Republicans seized on the report this spring by Medicare trustees that the system would go bankrupt by 2002 unless spending was reduced or more revenue was raised.

But that was just a convenient excuse. The trustees had made similar reports for years without Republicans expressing anxiety. And the amount of savings the Republicans seek - $270 billion over seven years - is many times what would be needed to avert insolvency.

This is how the $270 billion figure was arrived at: First, the Republicans decided to balance the budget by 2002. Then they decided to cut taxes by $245 billion. Then they squeezed as much as they could out of all other government programs. At that point, they were $270 billion short of the money they needed. That’s how much they decided to take from Medicare.

Facing facts

But if the Republicans did not face up to the facts Thursday, neither did the Democrats. Not one Democrat alluded to the incontrovertible fact that taxpayers cannot afford to sustain the Medicare system as it exists today.

The Congressional Budget Office estimates that unless significant changes are made, the cost of Medicare will rise to $458 billion, or 18.6 percent of the budget, in 2005, from $178 billion, or 11.7 percent of the budget, in 1995.

By the second decade of the next century, when those in the baby-boomer generation begin to retire, Medicare will be swallowing such a large share of the federal pie that little will be left for anything else.

Today, about four workers pay taxes for each person covered by Medicare. The ratio will fall to 3.1 workers in 2015, to 2.5 workers in 2025 and to only two workers for each beneficiary in 2050, according to government estimates.

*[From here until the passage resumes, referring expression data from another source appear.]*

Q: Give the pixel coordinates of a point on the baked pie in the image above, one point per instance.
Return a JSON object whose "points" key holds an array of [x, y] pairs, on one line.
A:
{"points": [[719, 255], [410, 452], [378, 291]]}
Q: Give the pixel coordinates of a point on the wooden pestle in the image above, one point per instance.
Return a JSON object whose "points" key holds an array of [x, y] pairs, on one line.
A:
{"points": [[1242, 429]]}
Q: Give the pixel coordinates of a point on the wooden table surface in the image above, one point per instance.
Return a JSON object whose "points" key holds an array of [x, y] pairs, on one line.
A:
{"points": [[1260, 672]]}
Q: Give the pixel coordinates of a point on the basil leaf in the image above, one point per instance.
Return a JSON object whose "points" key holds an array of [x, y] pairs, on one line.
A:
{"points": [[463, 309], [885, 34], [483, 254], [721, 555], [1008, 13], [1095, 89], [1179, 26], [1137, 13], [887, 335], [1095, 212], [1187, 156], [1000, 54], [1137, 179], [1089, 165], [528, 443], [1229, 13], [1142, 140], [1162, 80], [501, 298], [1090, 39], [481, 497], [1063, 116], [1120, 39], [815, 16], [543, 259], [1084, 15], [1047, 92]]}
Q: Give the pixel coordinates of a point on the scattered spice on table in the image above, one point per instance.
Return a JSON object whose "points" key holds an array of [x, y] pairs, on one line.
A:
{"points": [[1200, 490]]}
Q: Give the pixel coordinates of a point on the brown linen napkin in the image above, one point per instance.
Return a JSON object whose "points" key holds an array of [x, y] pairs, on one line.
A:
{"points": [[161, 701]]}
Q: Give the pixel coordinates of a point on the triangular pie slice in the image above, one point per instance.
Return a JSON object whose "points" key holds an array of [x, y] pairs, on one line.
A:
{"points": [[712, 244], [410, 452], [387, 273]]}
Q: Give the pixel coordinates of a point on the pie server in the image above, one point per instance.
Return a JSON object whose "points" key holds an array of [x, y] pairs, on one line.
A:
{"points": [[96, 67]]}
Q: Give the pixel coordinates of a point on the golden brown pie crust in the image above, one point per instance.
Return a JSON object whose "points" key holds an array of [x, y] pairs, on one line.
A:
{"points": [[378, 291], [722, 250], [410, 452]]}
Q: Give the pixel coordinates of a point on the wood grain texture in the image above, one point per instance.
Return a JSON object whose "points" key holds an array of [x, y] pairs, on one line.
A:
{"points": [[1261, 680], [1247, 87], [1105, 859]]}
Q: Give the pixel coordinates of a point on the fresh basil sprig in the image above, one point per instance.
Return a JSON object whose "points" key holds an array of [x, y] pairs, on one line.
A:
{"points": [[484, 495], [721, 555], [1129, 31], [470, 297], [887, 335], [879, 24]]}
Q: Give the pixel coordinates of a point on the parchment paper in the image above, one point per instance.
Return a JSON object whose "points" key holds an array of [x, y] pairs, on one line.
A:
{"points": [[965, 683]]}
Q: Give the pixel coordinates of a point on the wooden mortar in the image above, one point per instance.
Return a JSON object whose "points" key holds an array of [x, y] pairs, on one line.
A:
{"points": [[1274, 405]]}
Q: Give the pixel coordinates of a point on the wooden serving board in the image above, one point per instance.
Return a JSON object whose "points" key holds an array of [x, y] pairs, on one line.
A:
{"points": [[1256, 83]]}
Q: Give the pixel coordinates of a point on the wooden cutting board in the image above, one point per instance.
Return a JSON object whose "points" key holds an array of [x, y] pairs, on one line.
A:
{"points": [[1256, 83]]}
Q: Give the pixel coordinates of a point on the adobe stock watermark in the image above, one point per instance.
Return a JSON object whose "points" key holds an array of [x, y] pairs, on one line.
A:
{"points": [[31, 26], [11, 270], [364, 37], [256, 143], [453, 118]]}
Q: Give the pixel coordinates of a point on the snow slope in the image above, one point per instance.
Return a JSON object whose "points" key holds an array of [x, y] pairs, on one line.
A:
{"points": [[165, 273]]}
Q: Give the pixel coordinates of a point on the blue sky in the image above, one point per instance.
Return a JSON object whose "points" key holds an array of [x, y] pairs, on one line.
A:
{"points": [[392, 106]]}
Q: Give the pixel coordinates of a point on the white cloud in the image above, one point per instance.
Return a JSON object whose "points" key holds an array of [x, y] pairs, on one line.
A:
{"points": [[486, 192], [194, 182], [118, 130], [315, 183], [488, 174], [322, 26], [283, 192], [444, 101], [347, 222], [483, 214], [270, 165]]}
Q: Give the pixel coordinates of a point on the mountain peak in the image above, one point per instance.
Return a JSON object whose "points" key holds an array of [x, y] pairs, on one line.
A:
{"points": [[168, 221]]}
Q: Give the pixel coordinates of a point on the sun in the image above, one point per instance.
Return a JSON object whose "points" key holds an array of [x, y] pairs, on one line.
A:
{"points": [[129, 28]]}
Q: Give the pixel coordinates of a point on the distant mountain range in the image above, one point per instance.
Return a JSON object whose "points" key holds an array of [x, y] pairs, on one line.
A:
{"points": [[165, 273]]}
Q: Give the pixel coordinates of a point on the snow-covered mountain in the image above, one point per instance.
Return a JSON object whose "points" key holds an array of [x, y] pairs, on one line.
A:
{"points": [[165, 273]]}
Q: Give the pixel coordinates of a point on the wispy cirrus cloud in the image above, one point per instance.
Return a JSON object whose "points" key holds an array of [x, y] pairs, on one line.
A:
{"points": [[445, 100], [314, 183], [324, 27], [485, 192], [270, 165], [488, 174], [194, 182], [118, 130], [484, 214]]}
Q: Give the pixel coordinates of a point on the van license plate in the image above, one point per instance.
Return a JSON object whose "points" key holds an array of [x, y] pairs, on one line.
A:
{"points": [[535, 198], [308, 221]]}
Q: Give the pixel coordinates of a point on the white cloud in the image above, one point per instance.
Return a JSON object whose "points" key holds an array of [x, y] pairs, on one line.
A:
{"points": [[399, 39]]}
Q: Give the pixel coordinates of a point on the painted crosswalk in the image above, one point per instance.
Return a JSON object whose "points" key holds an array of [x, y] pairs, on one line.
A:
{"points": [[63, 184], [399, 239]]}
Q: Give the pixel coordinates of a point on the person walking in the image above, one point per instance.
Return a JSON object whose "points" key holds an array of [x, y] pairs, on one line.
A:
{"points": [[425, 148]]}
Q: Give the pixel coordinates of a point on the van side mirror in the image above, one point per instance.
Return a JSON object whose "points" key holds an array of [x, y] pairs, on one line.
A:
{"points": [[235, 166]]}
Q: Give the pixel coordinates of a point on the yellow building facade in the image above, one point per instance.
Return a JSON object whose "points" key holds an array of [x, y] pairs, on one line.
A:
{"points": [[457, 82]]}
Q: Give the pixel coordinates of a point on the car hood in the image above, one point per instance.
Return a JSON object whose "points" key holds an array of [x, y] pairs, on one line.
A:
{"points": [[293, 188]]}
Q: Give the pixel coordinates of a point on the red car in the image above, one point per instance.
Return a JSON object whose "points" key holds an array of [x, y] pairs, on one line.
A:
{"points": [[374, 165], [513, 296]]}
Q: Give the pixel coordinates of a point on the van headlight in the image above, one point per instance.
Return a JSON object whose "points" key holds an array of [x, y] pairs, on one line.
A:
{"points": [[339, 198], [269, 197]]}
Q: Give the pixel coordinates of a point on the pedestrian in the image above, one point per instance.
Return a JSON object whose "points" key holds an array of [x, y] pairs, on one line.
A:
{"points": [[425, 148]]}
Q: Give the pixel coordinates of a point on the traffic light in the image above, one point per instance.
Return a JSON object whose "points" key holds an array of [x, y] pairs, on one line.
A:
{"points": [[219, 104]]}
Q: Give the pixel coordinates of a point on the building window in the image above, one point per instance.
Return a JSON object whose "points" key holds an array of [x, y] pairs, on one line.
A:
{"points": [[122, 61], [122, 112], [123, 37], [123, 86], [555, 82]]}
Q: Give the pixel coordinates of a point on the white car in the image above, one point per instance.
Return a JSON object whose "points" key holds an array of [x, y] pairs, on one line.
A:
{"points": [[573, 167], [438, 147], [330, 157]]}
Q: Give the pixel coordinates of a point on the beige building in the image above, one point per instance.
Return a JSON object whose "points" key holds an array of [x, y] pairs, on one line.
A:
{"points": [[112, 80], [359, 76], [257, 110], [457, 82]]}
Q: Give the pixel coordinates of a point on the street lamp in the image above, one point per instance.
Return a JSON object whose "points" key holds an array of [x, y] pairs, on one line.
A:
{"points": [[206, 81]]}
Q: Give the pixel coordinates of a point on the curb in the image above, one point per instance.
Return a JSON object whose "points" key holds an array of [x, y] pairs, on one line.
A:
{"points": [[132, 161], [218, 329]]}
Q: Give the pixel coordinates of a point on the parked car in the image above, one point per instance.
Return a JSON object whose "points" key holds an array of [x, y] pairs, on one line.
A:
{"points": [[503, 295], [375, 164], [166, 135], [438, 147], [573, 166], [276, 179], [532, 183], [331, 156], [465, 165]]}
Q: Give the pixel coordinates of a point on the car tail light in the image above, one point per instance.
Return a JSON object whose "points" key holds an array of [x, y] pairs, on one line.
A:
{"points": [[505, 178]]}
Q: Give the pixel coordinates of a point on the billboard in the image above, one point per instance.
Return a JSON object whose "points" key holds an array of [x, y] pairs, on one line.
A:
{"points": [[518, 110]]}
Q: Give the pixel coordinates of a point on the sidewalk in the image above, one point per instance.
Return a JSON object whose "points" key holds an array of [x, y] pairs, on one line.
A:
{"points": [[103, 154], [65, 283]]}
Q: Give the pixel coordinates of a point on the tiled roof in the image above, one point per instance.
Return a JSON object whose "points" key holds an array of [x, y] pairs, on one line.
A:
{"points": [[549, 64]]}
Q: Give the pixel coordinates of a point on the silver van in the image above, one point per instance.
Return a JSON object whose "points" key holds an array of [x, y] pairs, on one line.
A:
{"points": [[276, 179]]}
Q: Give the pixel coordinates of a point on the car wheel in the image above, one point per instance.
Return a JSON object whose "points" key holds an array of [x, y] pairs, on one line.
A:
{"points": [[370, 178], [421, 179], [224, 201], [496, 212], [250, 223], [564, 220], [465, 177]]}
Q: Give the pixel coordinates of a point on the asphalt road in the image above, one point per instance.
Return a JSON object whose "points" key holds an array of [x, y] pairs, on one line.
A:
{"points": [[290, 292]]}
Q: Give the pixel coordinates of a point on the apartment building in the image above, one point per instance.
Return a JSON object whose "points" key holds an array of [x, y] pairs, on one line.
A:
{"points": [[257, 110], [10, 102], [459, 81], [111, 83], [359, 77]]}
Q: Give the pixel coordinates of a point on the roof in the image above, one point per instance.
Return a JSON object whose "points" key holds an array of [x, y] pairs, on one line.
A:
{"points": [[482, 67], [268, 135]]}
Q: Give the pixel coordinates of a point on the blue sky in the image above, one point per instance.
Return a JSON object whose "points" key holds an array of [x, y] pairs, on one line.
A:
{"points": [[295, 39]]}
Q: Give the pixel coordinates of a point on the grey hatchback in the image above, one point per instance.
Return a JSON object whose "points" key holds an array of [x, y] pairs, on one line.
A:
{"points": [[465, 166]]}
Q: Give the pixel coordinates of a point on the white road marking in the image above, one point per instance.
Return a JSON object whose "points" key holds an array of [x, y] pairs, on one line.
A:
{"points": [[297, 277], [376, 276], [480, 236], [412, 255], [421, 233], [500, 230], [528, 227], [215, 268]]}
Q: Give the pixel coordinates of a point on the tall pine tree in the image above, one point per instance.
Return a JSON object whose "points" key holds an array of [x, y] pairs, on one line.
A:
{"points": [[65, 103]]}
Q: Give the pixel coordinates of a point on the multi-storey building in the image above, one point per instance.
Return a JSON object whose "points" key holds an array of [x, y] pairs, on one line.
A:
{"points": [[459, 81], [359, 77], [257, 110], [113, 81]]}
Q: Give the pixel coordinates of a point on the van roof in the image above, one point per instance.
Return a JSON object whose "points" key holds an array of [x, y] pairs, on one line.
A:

And consider this: Medical costs in the private economy have leveled off in the last couple of years as more workers have turned to - or been forced into - cost-efficient managed care systems.

But the cost of Medicare, virtually the last bastion of fee-for-service medicine, has continued to grow about 10 percent a year.

Rather than address this predicament, the Democrats, bereft of new ideas to counter the Republican offensive, returned to the same well they have relied on for years - the charge that Republicans are playing fast and loose with the well-being of the elderly.

Democrats are convinced, for instance, that they wrested control of the Senate from Republicans in 1986 by hammering on the theme that Republican senators had voted to lower Social Security benefits.

In the long term, lawmakers in both parties probably will face up to truths they preferred for political reasons to avoid Thursday.

If the Republican plan becomes law and insufficient funds are available down the road for high-quality health care for the elderly, Republicans most likely will intervene to provide whatever money is needed.

If, on the other hand, the Republican Medicare plan dies on the vine because of a presidential veto or for some other reason, it is an equally safe bet that Democrats ultimately will agree to make whatever changes are necessary to keep the program solvent.

But that’s the long-range outlook. In the short term, there is one certain prospect: The vote in the House on Thursday will be a dominant issue in next year’s election.